By Michael Liedtke, The Associated Press
SAN FRANCISCO - Google Inc.'s earnings growth bogged down more than investors anticipated during the second quarter, raising worries that the ailing U.S. economy is starting to touch the Internet search leader.
Although Google's management maintains the company will thrive even if the economy deteriorates further, the results released Thursday caused Google shares to plunge by about eight per cent.
The company said late Thursday it earned US$1.25 billion, or $3.92 per share, during the three months ended in June. That represented a 35 per cent increase from net income of $925 million, or $2.93 per share, at the same time last year.
If not for costs incurred for employee stock compensation, Google said it would have earned $4.63 per share. That figure missed the average earnings estimate of $4.74 per share among analysts surveyed by Thomson Financial.
It marked just the fourth time that Google hasn't exceeded analyst expectations in its four years as a public company.
Investors expressed their dismay as Google shares plummeted $42.44, or eight per cent, in Thursday's extended trading after closing at $533.44, down $2.16.
Google's second-quarter revenue fared slightly better than earnings, rising 39 per cent to $5.37 billion from $3.87 billion at the same time last year.
After subtracting commissions paid to its ad partners, Google's revenue totalled $3.9 billion - about $30 million above the average analyst estimate.
A big part of Google's earnings letdown had nothing to do with its main business of selling online advertising.
After paying $3.2 billion to buy ad service DoubleClick in March, Google had less cash in the bank and was receiving less income on its remaining money because of lower interest rates.
Those factors produced just $58 million in interest payments and other income in the second quarter, down from $137 million a year ago.
"We continue to believe we are very well positioned," Google Chairman Eric Schmidt assured analysts in a conference call.
Hal Varian, Google's chief economist, told analysts the company might even benefit from a "Wal-Mart effect" if rising energy and food costs cause budget-conscious consumers to search for deals more frequently online. If that happens, consumers theoretically will click more frequently on the ads that generate most of its profits.
Despite its management's outward confidence, Google appears to be treading more carefully than it has in years. For instance, the company added just 448 employees during the second quarter - the fewest hired since the fourth quarter of 2004 when the company ushered in 353 new workers.
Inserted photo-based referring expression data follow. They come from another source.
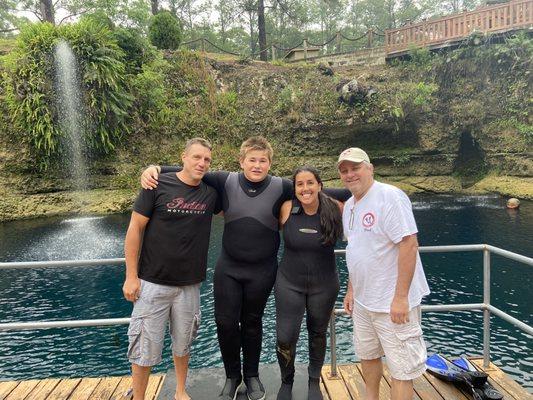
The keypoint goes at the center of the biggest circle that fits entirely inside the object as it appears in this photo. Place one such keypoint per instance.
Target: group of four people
(166, 256)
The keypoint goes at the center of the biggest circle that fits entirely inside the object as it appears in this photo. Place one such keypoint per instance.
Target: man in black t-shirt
(166, 259)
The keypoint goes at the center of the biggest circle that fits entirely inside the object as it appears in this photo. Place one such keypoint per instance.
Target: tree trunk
(262, 30)
(155, 6)
(252, 40)
(47, 11)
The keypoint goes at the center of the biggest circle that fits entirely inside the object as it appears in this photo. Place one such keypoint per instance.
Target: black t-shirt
(176, 239)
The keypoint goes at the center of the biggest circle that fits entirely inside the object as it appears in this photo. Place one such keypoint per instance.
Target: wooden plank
(154, 384)
(446, 389)
(43, 389)
(63, 390)
(384, 388)
(85, 389)
(122, 388)
(336, 387)
(425, 390)
(503, 380)
(105, 388)
(323, 390)
(22, 390)
(354, 380)
(388, 378)
(6, 388)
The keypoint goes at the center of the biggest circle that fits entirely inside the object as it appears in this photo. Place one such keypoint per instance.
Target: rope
(290, 48)
(192, 41)
(323, 44)
(257, 53)
(353, 39)
(221, 49)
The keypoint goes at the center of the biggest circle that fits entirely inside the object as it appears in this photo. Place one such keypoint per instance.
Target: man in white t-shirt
(386, 280)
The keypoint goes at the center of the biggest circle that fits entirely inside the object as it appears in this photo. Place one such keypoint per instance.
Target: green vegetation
(30, 96)
(165, 31)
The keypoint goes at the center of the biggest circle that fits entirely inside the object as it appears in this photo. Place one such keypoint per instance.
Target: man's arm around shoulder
(132, 249)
Since then, Google has been hiring an average of nearly 1,200 workers per quarter to expand its payroll to 19,604 employees.
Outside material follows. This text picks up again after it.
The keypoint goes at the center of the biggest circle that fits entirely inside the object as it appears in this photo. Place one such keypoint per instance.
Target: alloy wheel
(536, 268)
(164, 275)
Schmidt said Google simply doesn't need as many new workers as it has in recent years. But analysts also suspect management is trying to curtail some of its expenses in an effort to fatten its profit margins in a time of economic turmoil.
Google offset some of the economic weakness in the United States by showing more ads to Web surfers overseas. International markets accounted for $2.8 billion, or 52 per cent, of Google's second-quarter revenue.